You can avoid the KV cache with this patch:

diff --git a/src/llama-model.cpp b/src/llama-model.cpp
index 43bf13856..dcc80a052 100644
--- a/src/llama-model.cpp
+++ b/src/llama-model.cpp
@@ -7694,7 +7694,7 @@ struct llm_build_dream : public llm_graph_context {
         // inp_pos - contains the positions
         ggml_tensor * inp_pos = build_inp_pos();
 
-        auto * inp_attn = build_attn_inp_kv_unified();
+        auto * inp_attn = build_attn_inp_no_cache();
 
         ggml_tensor * inp_out_ids = build_inp_out_ids();
 
@@ -16192,6 +16192,7 @@ llama_memory_i * llama_model::create_memory(const llama_memory_params & params,
         // Models that need specific instantiation should be handled in the
         // switch statement
         case LLM_ARCH_BERT:
+        case LLM_ARCH_DREAM:
         case LLM_ARCH_JINA_BERT_V2:
         case LLM_ARCH_NOMIC_BERT:
         case LLM_ARCH_NOMIC_BERT_MOE:

You would need to extend llama_context::encode() to support logits extraction:

diff --git a/src/llama-context.cpp b/src/llama-context.cpp
index a2bb82e93..c89cfd236 100644
--- a/src/llama-context.cpp
+++ b/src/llama-context.cpp
@@ -736,6 +736,7 @@ int llama_context::encode(const llama_batch & batch_inp) {
     const auto & hparams = model.hparams;
 
     const int64_t n_embd = hparams.n_embd;
+    const int32_t n_vocab = model.vocab.n_tokens();
 
     // note: during encode, we always pass the full sequence starting from pos = 0
     if (!balloc->init(batch_inp, model.vocab, nullptr, n_embd, true)) {
@@ -795,10 +796,22 @@ int llama_context::encode(const llama_batch & batch_inp) {
         }
     }
 
+    auto * t_logits = res->get_logits();
     auto * t_embd = res->get_embd_pooled() ? res->get_embd_pooled() : res->get_embd();
 
+    // extract logits
+    if (t_logits && n_outputs > 0) {
+        ggml_backend_t backend_res = ggml_backend_sched_get_tensor_backend(sched.get(), t_logits);
+        GGML_ASSERT(backend_res != nullptr);
+        GGML_ASSERT(logits != nullptr);
+
+        if (n_outputs) {
+            ggml_backend_tensor_get_async(backend_res, t_logits, logits, 0, n_outputs*n_vocab*sizeof(float));
+        }
+    }
+
     // extract embeddings
-    if (t_embd) {
+    if (cparams.embeddings && t_embd) {
         ggml_backend_t backend_embd = ggml_backend_sched_get_tensor_backend(sched.get(), t_embd);
         GGML_ASSERT(backend_embd != nullptr);
 
@@ -2881,7 +2894,7 @@ llama_token * llama_diffusion_generate(llama_context * ctx, const llama_token *
         }
 
         // Clear KV cache, TODO: can we configure to not use kv-cache?
-        llama_memory_clear(llama_get_memory(ctx), true);
+        //llama_memory_clear(llama_get_memory(ctx), true);
 
         llama_batch batch = llama_batch_init(max_length, 0, 1);
         batch.n_tokens    = max_length;

Btw, using -fa should speed-up the decoding.

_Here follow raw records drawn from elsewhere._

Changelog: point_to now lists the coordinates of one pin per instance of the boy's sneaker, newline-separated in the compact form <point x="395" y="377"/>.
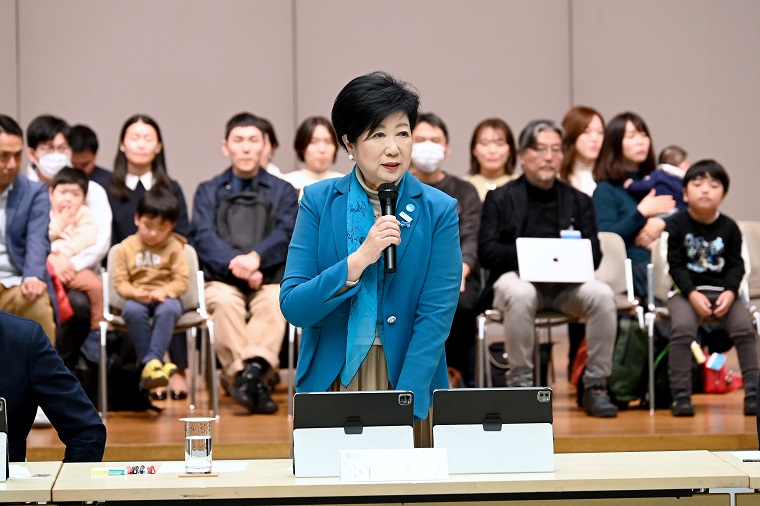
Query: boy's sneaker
<point x="169" y="369"/>
<point x="750" y="405"/>
<point x="682" y="406"/>
<point x="153" y="375"/>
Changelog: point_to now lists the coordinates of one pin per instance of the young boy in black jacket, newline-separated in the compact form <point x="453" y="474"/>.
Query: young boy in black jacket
<point x="704" y="255"/>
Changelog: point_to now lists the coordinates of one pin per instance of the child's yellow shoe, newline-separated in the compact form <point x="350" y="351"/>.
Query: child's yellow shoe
<point x="169" y="369"/>
<point x="153" y="375"/>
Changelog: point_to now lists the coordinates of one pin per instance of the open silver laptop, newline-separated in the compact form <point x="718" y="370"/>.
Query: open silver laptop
<point x="326" y="422"/>
<point x="495" y="430"/>
<point x="545" y="260"/>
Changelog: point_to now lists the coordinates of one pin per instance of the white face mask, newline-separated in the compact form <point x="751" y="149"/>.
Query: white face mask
<point x="50" y="164"/>
<point x="427" y="156"/>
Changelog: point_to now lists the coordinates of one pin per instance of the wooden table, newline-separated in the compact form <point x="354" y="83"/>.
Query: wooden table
<point x="35" y="489"/>
<point x="579" y="478"/>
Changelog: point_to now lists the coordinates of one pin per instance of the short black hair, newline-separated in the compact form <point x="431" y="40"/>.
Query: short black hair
<point x="246" y="119"/>
<point x="9" y="126"/>
<point x="268" y="129"/>
<point x="367" y="100"/>
<point x="306" y="131"/>
<point x="83" y="139"/>
<point x="158" y="203"/>
<point x="68" y="175"/>
<point x="704" y="168"/>
<point x="433" y="120"/>
<point x="44" y="129"/>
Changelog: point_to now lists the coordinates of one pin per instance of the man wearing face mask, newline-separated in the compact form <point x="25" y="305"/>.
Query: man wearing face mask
<point x="430" y="148"/>
<point x="49" y="151"/>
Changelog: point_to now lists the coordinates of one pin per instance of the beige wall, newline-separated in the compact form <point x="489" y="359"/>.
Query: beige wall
<point x="8" y="64"/>
<point x="687" y="66"/>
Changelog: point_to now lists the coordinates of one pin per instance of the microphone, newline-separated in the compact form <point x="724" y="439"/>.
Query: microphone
<point x="388" y="195"/>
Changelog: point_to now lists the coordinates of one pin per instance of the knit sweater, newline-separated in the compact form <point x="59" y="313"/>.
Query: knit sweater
<point x="137" y="265"/>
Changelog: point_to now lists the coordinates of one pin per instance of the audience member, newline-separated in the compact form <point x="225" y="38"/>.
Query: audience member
<point x="539" y="205"/>
<point x="34" y="375"/>
<point x="25" y="287"/>
<point x="584" y="133"/>
<point x="666" y="179"/>
<point x="84" y="151"/>
<point x="243" y="220"/>
<point x="627" y="153"/>
<point x="270" y="146"/>
<point x="363" y="328"/>
<point x="140" y="165"/>
<point x="706" y="265"/>
<point x="317" y="147"/>
<point x="49" y="151"/>
<point x="150" y="272"/>
<point x="72" y="230"/>
<point x="430" y="148"/>
<point x="492" y="156"/>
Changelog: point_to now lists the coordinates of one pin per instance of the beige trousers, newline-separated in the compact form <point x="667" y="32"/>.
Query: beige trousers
<point x="240" y="338"/>
<point x="373" y="375"/>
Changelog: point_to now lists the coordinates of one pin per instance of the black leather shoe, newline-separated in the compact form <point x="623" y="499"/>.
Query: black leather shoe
<point x="682" y="406"/>
<point x="597" y="403"/>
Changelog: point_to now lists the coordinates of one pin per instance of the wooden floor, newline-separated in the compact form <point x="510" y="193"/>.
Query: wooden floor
<point x="718" y="425"/>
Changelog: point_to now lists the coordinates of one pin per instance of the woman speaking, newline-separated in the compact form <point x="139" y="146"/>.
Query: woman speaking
<point x="365" y="328"/>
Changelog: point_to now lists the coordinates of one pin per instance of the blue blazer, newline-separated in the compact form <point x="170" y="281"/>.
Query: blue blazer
<point x="27" y="219"/>
<point x="418" y="301"/>
<point x="34" y="375"/>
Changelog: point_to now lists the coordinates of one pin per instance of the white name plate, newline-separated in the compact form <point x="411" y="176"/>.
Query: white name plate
<point x="418" y="464"/>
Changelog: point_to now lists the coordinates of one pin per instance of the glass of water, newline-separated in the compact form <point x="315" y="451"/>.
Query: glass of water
<point x="197" y="445"/>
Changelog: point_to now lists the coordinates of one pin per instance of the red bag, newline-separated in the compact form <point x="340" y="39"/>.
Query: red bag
<point x="65" y="311"/>
<point x="720" y="382"/>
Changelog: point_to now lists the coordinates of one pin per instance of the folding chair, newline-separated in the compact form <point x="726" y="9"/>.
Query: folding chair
<point x="193" y="319"/>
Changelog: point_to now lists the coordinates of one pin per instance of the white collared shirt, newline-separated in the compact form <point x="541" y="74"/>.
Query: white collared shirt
<point x="146" y="179"/>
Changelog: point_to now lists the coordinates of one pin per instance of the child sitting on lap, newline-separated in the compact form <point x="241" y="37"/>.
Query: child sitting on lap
<point x="150" y="272"/>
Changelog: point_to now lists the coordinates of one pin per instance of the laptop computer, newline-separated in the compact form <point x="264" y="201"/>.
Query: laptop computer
<point x="326" y="422"/>
<point x="546" y="260"/>
<point x="495" y="430"/>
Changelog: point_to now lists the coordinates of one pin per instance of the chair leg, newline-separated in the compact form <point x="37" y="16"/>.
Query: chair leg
<point x="480" y="352"/>
<point x="291" y="367"/>
<point x="650" y="317"/>
<point x="193" y="363"/>
<point x="213" y="389"/>
<point x="103" y="371"/>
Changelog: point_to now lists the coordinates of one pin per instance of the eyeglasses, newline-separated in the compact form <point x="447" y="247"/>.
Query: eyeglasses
<point x="555" y="150"/>
<point x="50" y="148"/>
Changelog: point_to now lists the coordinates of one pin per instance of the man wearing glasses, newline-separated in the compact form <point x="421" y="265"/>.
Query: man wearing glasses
<point x="537" y="204"/>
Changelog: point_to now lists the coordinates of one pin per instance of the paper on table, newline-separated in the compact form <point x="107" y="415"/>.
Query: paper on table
<point x="217" y="466"/>
<point x="418" y="464"/>
<point x="747" y="455"/>
<point x="18" y="471"/>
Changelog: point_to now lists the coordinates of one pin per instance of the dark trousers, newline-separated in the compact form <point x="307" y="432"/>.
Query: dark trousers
<point x="684" y="323"/>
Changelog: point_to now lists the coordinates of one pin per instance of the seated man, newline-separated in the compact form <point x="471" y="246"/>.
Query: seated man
<point x="243" y="220"/>
<point x="25" y="287"/>
<point x="34" y="375"/>
<point x="537" y="204"/>
<point x="84" y="150"/>
<point x="49" y="151"/>
<point x="431" y="146"/>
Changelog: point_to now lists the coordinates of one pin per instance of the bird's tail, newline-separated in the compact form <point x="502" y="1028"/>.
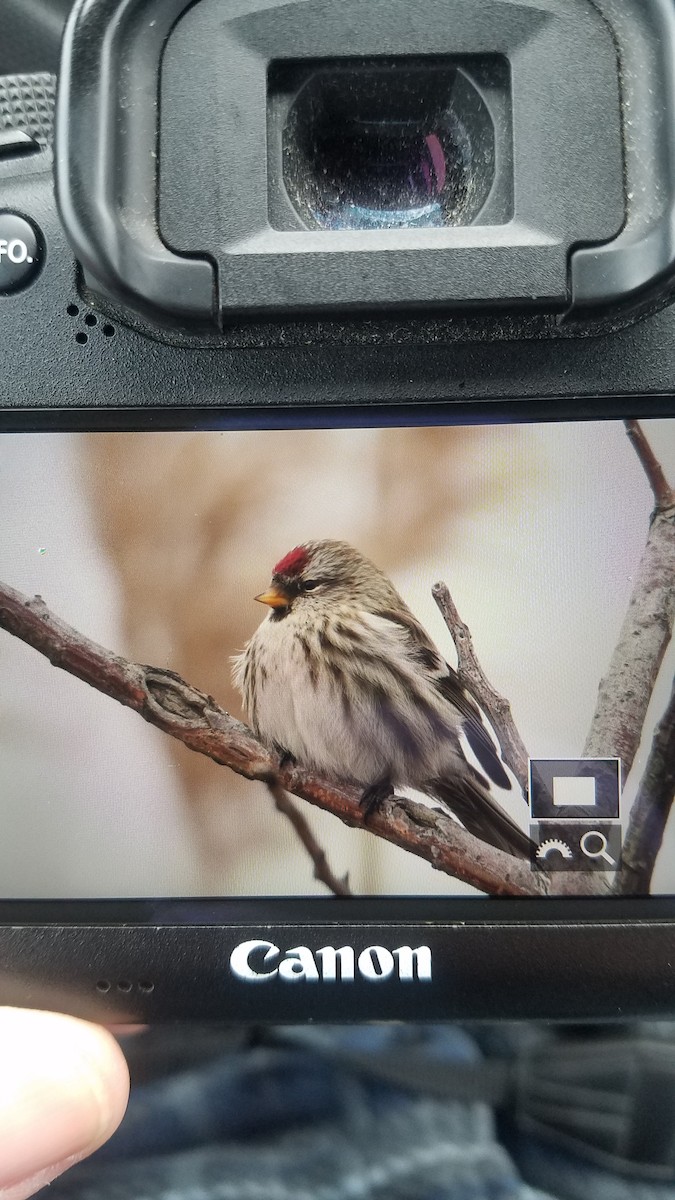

Multi-threading the sampling over the mask positions should improve the performance significantly compared to the current implementation.

This is definitely interesting. I think we should support it and try to keep the changes to libllama to a minimum for now. GPU sampling will be done separately - we can probably spec this soon and start working on it.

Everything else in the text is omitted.